Reading Group: String Algorithms Karl Bringmann, Tomasz Kociumaka

Registration for this course is open until Friday, 22.07.2022 00:00.

News

22.04.2022

Start at 16:15

Since the room is in use earlier, we will start at 16:15 from now on.

13.04.2022

Virtual Participation

After registering on this webpage, you can log in and access Information->Virtual Guide, where you can find the link to follow the course virtually.

 

Reading Group: String Algorithms

This seminar will discuss recent algorithms for text processing and sequence similarity, as published in conferences like STOC, FOCS or SODA. We study sequence similarity measures such as edit distance (ED) and Hamming distance (HD), which are ubiquitous in text processing and bioinformatics. Starting from the basic dynamic programming algorithms that run in quadratic time, we study approximation algorithms that run in near-linear time or even sublinear time. We also cover approximate pattern matching as well as embedding, sketching, and possibly streaming algorithms.

The organizers bring expertise on different aspects of these algorithms. One goal of this course is that the organizers teach each other what they know about string algorithms. The seminar will therefore feature about 10 talks by the organizers, presenting their work on string algorithms, in a format similar to the Algorithms and Data Structures core lecture. Additional to attending these lectures, your task is to read and present one paper on string algorithms.

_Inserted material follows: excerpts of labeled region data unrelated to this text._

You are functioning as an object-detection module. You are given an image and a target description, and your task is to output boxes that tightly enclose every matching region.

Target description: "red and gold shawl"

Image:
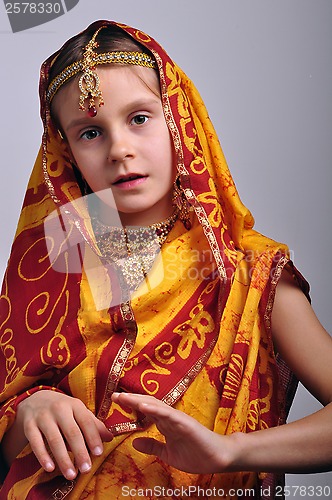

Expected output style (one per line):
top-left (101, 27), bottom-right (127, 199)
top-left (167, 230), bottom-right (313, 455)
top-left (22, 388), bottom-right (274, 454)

top-left (0, 21), bottom-right (305, 500)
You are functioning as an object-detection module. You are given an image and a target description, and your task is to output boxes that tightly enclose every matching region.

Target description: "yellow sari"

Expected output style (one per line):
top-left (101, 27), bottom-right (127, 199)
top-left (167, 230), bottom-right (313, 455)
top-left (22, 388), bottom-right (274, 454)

top-left (0, 21), bottom-right (308, 500)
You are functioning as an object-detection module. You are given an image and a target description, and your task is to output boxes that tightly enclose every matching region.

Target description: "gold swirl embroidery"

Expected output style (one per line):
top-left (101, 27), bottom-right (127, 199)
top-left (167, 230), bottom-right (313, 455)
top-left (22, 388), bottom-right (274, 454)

top-left (173, 304), bottom-right (214, 359)
top-left (140, 354), bottom-right (171, 396)
top-left (135, 30), bottom-right (151, 43)
top-left (17, 237), bottom-right (54, 281)
top-left (190, 156), bottom-right (207, 175)
top-left (0, 328), bottom-right (19, 387)
top-left (197, 179), bottom-right (224, 227)
top-left (155, 342), bottom-right (175, 365)
top-left (40, 334), bottom-right (70, 368)
top-left (25, 254), bottom-right (69, 335)
top-left (223, 354), bottom-right (244, 401)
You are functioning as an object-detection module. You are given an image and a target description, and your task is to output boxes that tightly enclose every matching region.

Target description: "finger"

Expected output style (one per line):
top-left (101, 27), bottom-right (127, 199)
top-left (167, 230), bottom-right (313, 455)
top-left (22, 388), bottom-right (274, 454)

top-left (24, 422), bottom-right (55, 472)
top-left (75, 408), bottom-right (113, 458)
top-left (41, 422), bottom-right (77, 480)
top-left (95, 417), bottom-right (114, 442)
top-left (55, 415), bottom-right (92, 477)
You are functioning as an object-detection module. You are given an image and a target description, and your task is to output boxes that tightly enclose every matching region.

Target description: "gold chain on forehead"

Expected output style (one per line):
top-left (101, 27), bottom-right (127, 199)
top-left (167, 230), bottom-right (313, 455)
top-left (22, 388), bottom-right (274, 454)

top-left (46, 26), bottom-right (157, 117)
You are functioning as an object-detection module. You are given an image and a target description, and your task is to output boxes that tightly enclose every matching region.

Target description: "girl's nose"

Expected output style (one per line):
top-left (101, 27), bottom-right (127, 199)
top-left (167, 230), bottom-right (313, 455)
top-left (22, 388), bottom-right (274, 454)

top-left (107, 131), bottom-right (134, 162)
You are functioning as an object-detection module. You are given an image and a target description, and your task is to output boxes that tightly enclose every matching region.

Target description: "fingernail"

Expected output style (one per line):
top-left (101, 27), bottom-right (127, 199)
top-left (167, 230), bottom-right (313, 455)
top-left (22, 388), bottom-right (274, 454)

top-left (80, 462), bottom-right (91, 472)
top-left (93, 446), bottom-right (103, 457)
top-left (66, 469), bottom-right (76, 479)
top-left (44, 462), bottom-right (54, 472)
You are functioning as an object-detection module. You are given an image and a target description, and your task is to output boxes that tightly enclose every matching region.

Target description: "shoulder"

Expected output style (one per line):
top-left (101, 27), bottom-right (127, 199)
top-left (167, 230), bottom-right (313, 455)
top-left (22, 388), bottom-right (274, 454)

top-left (271, 271), bottom-right (332, 404)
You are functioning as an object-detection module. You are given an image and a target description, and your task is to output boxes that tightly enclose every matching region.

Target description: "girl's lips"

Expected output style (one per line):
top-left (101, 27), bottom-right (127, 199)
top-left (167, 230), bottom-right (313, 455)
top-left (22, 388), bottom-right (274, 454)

top-left (113, 176), bottom-right (147, 189)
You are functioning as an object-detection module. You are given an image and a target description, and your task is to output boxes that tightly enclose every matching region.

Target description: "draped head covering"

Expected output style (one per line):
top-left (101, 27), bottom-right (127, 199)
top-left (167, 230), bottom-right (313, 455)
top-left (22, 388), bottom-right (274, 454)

top-left (0, 21), bottom-right (308, 500)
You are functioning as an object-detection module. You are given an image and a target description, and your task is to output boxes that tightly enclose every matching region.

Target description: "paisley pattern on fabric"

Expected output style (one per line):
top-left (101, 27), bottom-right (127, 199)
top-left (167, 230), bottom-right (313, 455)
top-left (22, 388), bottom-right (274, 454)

top-left (0, 21), bottom-right (305, 500)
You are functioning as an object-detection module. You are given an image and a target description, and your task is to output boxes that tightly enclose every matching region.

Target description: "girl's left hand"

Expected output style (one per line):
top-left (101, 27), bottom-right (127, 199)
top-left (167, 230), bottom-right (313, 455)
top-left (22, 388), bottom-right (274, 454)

top-left (112, 393), bottom-right (236, 474)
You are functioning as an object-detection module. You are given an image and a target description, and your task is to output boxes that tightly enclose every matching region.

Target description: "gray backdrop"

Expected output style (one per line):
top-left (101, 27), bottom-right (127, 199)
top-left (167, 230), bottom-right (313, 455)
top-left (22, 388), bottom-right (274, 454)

top-left (0, 0), bottom-right (332, 492)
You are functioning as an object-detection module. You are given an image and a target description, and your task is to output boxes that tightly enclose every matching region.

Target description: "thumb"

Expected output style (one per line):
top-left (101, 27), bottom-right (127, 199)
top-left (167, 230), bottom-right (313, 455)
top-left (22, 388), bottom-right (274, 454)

top-left (97, 419), bottom-right (114, 441)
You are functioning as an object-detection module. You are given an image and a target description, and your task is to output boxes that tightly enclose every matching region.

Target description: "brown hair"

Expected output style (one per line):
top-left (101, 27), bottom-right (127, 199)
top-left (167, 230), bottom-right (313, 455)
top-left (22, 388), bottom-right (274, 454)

top-left (49, 24), bottom-right (153, 88)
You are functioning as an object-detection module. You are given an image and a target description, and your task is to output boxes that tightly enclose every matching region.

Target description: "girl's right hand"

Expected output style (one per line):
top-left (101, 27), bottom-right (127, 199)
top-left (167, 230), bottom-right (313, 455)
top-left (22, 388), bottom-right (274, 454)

top-left (2, 390), bottom-right (113, 480)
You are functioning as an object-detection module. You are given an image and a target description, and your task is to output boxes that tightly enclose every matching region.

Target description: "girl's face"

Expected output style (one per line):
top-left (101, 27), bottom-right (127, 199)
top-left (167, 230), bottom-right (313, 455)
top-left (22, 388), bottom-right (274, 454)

top-left (54, 66), bottom-right (176, 225)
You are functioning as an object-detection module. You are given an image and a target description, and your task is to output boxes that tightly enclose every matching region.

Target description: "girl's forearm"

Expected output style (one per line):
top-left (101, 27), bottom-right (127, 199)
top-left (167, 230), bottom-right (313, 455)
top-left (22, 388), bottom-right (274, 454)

top-left (231, 403), bottom-right (332, 473)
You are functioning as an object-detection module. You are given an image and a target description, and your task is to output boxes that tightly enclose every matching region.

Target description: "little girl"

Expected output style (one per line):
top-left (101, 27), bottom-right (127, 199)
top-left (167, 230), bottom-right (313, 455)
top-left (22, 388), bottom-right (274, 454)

top-left (0, 21), bottom-right (332, 500)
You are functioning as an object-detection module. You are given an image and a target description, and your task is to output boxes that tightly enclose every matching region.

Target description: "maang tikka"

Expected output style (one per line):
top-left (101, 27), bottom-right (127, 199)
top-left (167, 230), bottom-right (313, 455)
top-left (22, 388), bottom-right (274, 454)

top-left (172, 175), bottom-right (191, 230)
top-left (46, 26), bottom-right (157, 117)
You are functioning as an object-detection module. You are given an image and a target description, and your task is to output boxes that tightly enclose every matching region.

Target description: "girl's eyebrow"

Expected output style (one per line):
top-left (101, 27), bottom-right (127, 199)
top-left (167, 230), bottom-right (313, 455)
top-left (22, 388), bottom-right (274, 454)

top-left (66, 97), bottom-right (161, 130)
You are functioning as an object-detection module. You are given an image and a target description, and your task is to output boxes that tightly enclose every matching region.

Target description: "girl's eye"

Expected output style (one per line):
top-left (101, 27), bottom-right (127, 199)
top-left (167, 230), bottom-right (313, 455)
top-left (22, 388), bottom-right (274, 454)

top-left (81, 130), bottom-right (100, 141)
top-left (131, 115), bottom-right (148, 125)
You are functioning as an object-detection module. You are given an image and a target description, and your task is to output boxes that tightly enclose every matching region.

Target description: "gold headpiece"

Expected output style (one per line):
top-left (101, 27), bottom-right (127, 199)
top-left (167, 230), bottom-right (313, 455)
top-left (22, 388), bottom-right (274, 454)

top-left (46, 26), bottom-right (156, 116)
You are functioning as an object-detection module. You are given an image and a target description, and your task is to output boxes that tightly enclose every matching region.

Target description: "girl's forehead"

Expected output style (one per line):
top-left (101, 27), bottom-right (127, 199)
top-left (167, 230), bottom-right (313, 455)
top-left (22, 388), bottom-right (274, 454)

top-left (52, 65), bottom-right (161, 110)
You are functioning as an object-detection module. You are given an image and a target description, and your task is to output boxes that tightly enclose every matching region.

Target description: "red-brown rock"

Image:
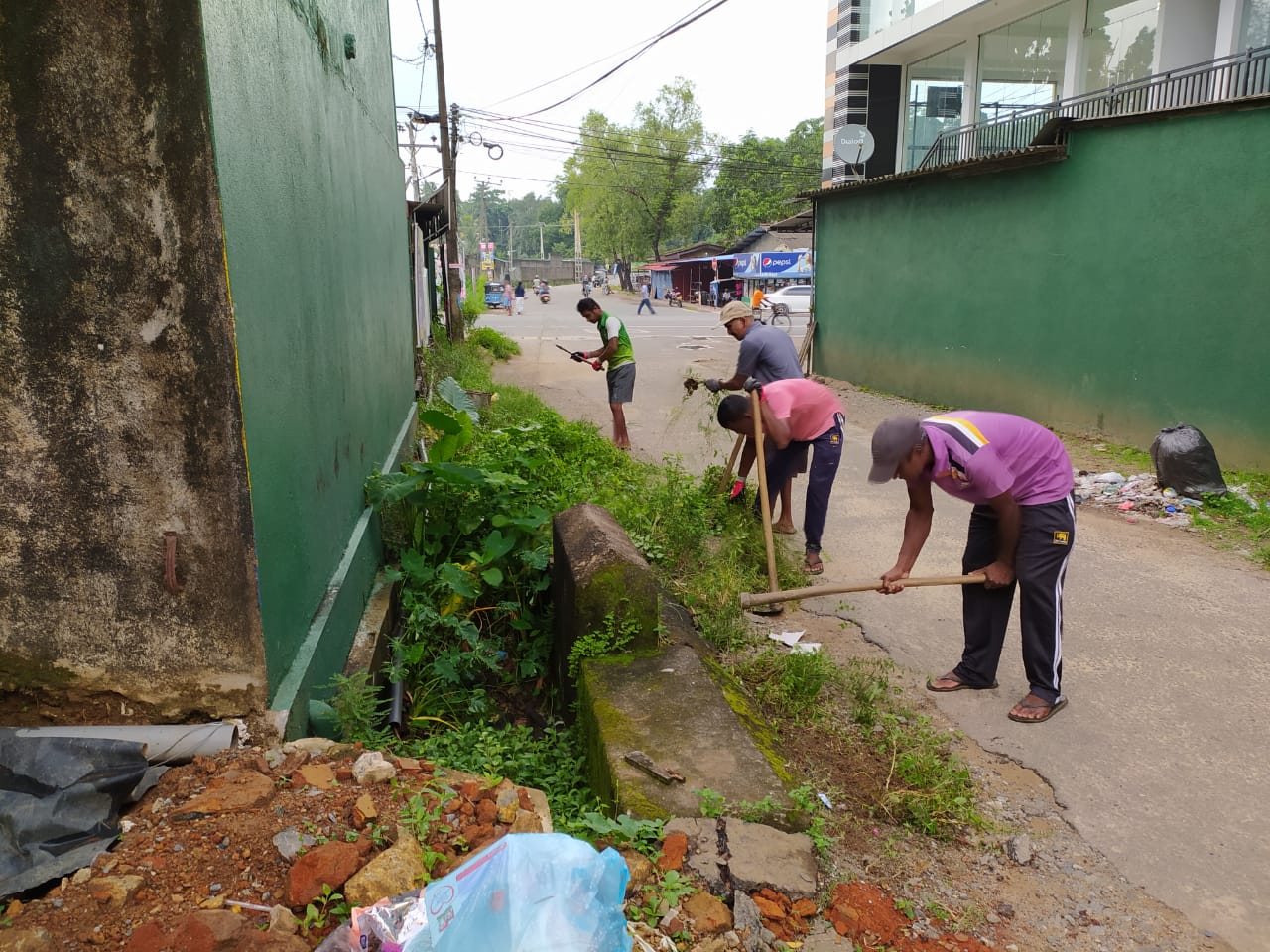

We also encourage students to take the opportunity and actively work on current research questions with us.

Registration

Please register on this website to get access to the full course material, including the link to follow the course virtually.

If you want to take this seminar for credit, you must additionally register in the seminar system until April 12: https://seminars.cs.uni-saarland.de/seminars22

Requirements

The core lecture Algorithms and Data Structures is a mandatory requirement. In exceptional cases we can allow students who do not fulfill this requirement but have attended other relevant courses (e.g. basic lecture on Algorithms and Data Structures, Algorithms for Sequence Analysis).

Modalities

We will meet once a week on Wednesdays 16:15 to 17:45, starting on April 13. The seminar takes place in building E2 4, lecture hall IV, but it is also possible to join virtually via Microsoft Teams (see the Virtual Guide). If you are a student taking credit points for the seminar, you will be assigned a paper from the list below and will give a 60-to-90-minute presentation about it. One of the organizers will be your advisor and you can discuss the paper with them before your presentation. You are expected to give a practice talk to your advisor at least one week before the scheduled talk. Successful participation is rewarded with 7 credit points, and the final grade is determined by the quality of the presentation.

Schedule

This is the tentative schedule of the course.

Date Topic Speaker
13.04.2022 Basics I: dynamic programming, kangaroo jumping etc. Karl Bringmann
20.04.2022 Basics II: approximating HD, LCE queries, fine-grained lower bounds for exact ED algorithms Karl Bringmann
27.04.2022 Approximating ED: k-approximation in sublinear time [GKKS] + tree distance framework [AKO] Alejandro Cassis
04.05.2022 Approximating ED: ko(1)-approximation in near-linear time and how to go sublinear [AKO, BCFN] Nick Fischer
11.05.2022 Approximating ED: constant-factor-approximation in subquadratic time [CDGK+, AN] Nick Fischer
18.05.2022 Approximating ED: a simple sublinear algorithm (student topic 1)  
25.05.2022 Embedding ED into HD: distortion k [CGK], sketching ED [BZ,KPS] Tomasz Kociumaka
01.06.2022 Embedding ED into HD: distortion no(1) [OR] and algorithmic uses [AO] Alejandro Cassis
08.06.2022 Pattern Matching with HD errors: Exact algorithms (student topic 2)  
15.06.2022 Pattern Matching with HD errors: Lower bounds (student topic 3)  
22.06.2022 Pattern Matching with ED errors: Exact algorithms [CKWa,CKWb] - virtual talk Philip Wellnitz
29.06.2022 Pattern Matching with HD errors: Streaming algorithms (student topic 4)  
06.07.2022 Pattern Matching with HD errors: Approximation algorithms (student topic 5)  
13.07.2022 Pattern Matching with HD errors: Streaming approximation algorithms + sublinear algorithms [CGKK+] Tomasz Kociumaka
20.07.2022 Pattern Matching with ED errors: Streaming algorithms [KPS] Tomasz Kociumaka

Student Topics

The following five topics will be distributed among the students participating in the seminar. As a student, you will be asked to select three of these topics (with priorities) and we will find a distribution making everyone as happy as possible.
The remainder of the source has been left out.